The statement by Rae Kwon Chung, Adviser to the UN Secretary General on Climate Change, Professor Emeritus of Incheon State University, was certainly impressive – it spread rapidly across the Internet.
But it would be wrong to consider it great scientific news as there were prior reports of the causative agent of anthrax, which was identified in the carcass of a mammoth found on May 15, 2009 in Russia.
According to scientists, mammoths died of anthrax about 32 thousand years ago.
Permafrost perfectly preserves germs and viruses, because it is cold, dark and there is no oxygen in it, Jean-Michel Claverie said, a professor at Aix-Marseille University in France four years ago that revived several viruses extracted from frozen Siberian soil. – Permafrost may well hide the infection that caused pandemics in the past.

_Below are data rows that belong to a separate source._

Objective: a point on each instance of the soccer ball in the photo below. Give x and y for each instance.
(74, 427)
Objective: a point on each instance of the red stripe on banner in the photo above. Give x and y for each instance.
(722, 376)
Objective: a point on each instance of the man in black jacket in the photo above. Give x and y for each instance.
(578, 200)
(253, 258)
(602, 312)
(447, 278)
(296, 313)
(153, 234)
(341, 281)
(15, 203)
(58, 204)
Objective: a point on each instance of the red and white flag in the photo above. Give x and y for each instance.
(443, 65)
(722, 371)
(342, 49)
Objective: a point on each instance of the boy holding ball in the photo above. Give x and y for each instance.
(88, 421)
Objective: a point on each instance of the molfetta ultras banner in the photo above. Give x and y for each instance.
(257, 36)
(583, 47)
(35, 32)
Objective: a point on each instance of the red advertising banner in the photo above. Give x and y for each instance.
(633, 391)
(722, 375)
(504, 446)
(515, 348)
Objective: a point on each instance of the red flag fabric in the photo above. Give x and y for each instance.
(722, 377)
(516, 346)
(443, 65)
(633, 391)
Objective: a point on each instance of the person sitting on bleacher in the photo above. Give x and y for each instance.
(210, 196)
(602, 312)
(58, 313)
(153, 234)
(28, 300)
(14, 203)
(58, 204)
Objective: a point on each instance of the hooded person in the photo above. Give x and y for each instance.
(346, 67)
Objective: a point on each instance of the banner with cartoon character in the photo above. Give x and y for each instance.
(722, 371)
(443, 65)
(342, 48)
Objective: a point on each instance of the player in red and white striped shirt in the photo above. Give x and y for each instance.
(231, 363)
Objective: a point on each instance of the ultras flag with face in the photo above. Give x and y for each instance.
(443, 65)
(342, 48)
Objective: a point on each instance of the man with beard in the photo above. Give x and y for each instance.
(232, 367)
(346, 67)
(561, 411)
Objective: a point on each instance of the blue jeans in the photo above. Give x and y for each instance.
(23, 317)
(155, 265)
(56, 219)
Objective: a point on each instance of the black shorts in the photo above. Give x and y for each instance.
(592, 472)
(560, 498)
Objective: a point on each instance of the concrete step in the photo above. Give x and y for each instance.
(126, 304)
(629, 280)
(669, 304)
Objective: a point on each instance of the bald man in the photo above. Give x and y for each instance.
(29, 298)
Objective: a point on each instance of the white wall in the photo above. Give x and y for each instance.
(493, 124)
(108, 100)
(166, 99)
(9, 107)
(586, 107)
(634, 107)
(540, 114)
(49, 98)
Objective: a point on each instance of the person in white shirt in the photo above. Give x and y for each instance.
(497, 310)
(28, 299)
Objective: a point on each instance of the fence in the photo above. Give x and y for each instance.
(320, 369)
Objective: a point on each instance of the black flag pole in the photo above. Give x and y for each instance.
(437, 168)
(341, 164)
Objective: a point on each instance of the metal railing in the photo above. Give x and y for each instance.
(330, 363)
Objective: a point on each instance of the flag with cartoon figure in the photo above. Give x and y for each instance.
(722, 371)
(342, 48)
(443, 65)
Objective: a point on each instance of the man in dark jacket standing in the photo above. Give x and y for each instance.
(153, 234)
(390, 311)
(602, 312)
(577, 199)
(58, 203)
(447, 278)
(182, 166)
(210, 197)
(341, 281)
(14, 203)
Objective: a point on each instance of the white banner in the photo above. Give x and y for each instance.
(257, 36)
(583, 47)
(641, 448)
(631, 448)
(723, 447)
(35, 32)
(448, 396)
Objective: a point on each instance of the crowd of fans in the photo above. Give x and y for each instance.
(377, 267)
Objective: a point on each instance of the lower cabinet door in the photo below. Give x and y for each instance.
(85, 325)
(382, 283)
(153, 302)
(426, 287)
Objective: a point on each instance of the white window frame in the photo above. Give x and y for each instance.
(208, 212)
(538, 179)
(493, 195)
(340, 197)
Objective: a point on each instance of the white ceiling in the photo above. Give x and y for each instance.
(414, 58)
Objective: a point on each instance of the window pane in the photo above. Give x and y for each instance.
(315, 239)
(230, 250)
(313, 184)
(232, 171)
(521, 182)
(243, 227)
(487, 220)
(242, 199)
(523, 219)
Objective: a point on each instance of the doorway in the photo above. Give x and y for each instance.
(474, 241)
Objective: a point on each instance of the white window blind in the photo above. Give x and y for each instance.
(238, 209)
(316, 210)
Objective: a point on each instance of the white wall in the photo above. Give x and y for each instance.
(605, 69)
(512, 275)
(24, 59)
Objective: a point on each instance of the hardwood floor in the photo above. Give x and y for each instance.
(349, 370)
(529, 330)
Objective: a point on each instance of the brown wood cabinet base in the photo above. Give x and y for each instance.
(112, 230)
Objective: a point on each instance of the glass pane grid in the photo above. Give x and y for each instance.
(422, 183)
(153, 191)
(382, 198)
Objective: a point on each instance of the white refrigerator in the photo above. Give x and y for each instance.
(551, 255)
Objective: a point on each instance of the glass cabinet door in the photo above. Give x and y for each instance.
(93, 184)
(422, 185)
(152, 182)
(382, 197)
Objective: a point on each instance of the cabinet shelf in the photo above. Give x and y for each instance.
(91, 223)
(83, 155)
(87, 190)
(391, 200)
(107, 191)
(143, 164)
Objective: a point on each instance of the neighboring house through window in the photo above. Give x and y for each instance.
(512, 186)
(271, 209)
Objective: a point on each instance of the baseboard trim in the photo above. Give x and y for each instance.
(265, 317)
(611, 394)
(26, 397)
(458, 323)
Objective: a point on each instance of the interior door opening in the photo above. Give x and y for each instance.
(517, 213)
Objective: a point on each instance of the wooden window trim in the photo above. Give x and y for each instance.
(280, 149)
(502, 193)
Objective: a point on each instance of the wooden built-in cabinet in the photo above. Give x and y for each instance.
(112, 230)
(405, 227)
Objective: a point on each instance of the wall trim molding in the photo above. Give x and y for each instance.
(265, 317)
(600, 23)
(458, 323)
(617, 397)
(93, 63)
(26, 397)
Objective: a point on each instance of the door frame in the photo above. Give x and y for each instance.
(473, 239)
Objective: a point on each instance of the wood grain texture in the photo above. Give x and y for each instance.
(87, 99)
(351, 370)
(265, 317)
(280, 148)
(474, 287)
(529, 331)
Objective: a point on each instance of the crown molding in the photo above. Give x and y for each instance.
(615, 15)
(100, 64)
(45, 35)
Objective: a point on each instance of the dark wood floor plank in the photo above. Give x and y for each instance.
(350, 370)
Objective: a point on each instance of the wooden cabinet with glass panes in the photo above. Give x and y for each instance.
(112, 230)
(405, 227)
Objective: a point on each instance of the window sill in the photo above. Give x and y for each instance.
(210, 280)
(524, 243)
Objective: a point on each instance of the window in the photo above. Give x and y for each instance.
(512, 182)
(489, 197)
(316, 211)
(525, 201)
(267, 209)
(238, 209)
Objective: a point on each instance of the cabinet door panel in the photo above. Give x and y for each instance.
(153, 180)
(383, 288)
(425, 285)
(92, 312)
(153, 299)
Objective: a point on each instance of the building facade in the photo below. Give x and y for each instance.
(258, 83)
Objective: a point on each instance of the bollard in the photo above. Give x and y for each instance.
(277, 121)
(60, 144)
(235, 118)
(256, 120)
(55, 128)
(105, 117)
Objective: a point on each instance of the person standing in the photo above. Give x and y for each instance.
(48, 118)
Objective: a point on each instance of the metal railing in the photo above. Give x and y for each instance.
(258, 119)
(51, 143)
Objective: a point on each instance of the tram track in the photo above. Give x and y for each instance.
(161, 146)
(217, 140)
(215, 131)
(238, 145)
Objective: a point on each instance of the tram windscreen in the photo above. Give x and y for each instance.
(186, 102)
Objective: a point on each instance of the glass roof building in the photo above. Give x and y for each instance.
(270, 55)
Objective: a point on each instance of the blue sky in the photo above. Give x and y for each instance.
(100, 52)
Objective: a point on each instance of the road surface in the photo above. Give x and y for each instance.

The viruses that the professor extracted have slept in the permafrost for about the same time as the anthrax spores that killed the mammoth – 30 thousand years.
The fact that the ice is fraught with something completely unknown was recently reported by Chinese and US scientists who discovered 28 viruses unknown to science in a glacier in Tibet.
Most of them – 18 species, as it turned out, are not dangerous for humans – they infect bacteria. But who the remaining 10 might attack is still unknown. It is not excluded that it is on us.
By the way, ancient viruses revived – whether from glaciers or permafrost – are terrible not only in themselves, as infectious agents. Their ability to integrate their genetic material into other pathogens, causing mutations, is also a threat. The consequences of such transformations can indeed lead to the emergence of viruses that we have never encountered before.
Rae Kwon Chung recommended that humanity be prepared for such challenges and respond quickly to them.